Bicie rekordu Polski
Wizyta na Mazowszu. Wczoraj fantastyczny koncert Kultu. Nie sądziłem, że będę się bawił aż tak dobrze. I to mimo, że nie poszedłem w TAN... :-)
Dziś pada. Mimo to krótki wypad na rower. Po Kampinosie. Nie jest łatwo. Do tego napęd coś dziwne odgłosy wydaje... Szczególnie jak mocniej nacisnę... Nie lubię tego.
Krótko, bo potem wizyta na welodromie w Pruszkowie. Andrzej Bartkiewicz podejmuje próbę bicia rekordu Polski w godzinnej jeździe na torze. To, że pobije rekord (po 41 latach) to było pewne od pierwszych okrążeń. Pytanie brzmiało jak bardzo.
Na welodromie© djk71
Pobił... i to bardzo. Wynik - 47,618 km.
Na imprezie spotkanie z dawno nie widzianym Goro.

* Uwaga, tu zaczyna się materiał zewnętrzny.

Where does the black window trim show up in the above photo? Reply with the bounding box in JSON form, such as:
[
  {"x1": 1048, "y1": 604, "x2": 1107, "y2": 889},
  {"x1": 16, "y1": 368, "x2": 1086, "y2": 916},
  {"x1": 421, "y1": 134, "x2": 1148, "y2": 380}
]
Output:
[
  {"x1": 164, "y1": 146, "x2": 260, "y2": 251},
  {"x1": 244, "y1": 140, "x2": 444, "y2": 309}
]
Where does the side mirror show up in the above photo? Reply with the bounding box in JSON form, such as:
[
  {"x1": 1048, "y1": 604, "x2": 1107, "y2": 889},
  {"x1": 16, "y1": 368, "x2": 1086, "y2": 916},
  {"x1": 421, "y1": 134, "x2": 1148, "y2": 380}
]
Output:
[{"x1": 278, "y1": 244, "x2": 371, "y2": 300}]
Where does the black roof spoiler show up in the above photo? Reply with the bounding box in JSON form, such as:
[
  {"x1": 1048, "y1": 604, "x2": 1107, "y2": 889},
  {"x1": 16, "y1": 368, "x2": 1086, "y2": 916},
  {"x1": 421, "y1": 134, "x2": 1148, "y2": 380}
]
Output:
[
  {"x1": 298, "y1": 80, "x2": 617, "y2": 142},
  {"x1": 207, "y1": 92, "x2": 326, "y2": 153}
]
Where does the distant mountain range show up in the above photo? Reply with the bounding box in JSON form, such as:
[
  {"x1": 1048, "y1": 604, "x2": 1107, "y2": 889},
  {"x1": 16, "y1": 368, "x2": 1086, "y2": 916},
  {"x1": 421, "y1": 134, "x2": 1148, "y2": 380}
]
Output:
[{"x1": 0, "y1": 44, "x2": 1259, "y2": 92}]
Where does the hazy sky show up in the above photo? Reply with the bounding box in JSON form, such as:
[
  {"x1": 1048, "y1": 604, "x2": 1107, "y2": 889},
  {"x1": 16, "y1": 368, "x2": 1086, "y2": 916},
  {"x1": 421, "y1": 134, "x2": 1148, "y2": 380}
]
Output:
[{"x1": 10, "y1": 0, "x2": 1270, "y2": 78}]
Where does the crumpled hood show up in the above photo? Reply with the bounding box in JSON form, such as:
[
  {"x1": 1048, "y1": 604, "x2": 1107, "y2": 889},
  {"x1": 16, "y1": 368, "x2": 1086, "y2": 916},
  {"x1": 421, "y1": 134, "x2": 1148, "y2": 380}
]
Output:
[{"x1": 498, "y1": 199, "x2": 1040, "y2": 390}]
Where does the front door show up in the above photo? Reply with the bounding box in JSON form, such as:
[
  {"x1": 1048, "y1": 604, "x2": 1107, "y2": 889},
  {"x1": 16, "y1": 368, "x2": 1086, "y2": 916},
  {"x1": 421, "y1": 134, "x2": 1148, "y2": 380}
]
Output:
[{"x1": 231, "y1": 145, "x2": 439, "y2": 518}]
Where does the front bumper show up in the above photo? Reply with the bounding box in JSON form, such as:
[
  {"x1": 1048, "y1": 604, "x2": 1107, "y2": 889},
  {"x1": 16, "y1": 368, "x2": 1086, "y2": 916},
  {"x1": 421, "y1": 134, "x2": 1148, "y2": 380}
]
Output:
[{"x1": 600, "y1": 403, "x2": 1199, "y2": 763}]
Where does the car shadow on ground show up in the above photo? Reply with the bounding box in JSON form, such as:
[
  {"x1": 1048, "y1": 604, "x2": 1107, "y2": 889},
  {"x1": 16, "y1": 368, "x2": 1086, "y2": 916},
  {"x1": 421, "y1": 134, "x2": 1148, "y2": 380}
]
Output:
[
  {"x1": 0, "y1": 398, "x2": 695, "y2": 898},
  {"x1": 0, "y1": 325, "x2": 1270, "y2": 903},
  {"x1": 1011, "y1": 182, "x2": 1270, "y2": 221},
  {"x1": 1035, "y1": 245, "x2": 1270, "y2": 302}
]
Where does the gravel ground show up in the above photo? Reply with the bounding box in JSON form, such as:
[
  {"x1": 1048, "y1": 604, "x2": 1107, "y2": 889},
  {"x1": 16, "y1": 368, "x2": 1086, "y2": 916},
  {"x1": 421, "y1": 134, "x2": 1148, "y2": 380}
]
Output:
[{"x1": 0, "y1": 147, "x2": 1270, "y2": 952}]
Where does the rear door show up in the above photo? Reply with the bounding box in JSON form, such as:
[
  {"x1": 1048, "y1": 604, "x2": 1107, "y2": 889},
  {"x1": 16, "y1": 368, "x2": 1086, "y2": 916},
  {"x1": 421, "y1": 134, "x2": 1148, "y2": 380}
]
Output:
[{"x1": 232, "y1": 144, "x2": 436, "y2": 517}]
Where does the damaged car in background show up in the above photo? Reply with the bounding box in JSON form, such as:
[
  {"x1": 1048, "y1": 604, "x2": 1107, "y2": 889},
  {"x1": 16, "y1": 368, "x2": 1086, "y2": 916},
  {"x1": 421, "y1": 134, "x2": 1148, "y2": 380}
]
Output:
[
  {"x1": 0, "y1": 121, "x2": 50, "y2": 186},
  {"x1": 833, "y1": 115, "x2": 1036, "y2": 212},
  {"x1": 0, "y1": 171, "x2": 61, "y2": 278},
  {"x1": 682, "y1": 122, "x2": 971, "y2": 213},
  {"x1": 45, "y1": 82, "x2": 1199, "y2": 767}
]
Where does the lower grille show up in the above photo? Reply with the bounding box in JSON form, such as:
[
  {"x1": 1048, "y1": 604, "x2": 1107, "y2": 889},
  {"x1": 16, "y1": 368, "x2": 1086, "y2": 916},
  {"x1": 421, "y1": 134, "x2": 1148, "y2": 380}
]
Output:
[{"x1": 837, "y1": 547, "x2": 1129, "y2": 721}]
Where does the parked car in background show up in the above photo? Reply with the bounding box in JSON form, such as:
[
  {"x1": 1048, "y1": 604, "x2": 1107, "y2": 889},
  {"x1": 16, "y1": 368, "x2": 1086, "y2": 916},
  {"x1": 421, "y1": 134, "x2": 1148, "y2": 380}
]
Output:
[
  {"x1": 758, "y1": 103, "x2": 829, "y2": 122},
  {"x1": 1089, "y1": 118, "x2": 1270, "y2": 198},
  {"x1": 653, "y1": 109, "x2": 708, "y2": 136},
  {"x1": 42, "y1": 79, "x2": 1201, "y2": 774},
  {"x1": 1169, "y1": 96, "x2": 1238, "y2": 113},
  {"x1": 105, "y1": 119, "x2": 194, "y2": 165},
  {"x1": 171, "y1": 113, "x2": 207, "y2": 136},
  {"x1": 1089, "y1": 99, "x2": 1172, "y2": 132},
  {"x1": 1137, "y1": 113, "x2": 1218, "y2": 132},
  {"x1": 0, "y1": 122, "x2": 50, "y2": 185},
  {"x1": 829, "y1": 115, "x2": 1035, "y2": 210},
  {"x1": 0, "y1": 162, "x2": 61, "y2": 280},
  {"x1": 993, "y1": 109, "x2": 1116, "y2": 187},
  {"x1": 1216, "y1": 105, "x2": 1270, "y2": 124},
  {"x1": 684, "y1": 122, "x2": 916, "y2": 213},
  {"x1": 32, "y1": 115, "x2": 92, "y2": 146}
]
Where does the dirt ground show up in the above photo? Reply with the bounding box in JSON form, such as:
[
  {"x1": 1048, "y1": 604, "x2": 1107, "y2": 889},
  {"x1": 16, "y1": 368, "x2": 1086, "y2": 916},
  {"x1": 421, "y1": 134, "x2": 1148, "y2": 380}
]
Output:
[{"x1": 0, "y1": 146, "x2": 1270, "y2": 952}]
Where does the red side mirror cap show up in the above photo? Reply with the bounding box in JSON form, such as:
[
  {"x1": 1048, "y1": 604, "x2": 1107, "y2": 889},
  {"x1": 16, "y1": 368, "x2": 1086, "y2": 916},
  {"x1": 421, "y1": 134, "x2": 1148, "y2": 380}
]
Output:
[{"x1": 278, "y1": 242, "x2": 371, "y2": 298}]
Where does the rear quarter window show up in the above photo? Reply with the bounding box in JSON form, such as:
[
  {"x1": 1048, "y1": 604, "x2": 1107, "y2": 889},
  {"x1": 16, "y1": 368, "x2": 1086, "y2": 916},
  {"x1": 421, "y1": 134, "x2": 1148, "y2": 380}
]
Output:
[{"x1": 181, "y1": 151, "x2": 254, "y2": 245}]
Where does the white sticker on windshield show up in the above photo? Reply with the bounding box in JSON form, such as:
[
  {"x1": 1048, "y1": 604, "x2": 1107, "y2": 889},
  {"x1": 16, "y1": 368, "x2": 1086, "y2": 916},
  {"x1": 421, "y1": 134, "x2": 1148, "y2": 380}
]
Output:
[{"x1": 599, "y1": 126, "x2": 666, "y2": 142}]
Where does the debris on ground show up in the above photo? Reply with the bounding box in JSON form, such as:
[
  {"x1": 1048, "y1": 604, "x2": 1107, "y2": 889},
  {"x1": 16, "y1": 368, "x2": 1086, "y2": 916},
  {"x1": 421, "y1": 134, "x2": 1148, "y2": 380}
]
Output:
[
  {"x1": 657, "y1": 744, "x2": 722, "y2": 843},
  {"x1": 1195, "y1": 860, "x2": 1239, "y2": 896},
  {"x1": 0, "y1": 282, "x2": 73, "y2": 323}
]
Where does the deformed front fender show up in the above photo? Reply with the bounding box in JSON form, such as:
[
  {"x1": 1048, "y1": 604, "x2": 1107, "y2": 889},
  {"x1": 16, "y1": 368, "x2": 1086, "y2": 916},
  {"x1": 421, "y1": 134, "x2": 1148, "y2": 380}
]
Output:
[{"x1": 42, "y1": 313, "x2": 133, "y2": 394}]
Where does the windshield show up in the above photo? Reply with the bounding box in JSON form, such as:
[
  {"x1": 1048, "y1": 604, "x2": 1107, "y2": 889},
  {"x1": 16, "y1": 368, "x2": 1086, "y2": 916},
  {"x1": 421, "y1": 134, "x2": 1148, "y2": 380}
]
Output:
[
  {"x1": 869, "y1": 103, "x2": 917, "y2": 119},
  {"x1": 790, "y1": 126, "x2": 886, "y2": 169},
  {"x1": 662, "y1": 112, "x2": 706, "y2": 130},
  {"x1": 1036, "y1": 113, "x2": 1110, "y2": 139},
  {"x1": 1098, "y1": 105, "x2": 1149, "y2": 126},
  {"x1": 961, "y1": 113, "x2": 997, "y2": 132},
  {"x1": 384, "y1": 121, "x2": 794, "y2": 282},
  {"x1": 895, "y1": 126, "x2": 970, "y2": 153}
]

Po imprezie wizyta w naleśnikarni i pogaduchy z Che... Niestety Niewe przed nami się ukrył.
Naleśnik, czy Pancake?© djk71
Przy okazji: Dzięki za wszystkie głosy. Jeszcze głosujemy do 14 listopada. Dzięki Waszym głosom Szansa awansowała z 31 miejsca na 23... Jeszcze trochę i trafi do TOP 20. Głosujmy. Te dzieci potrzebują tego!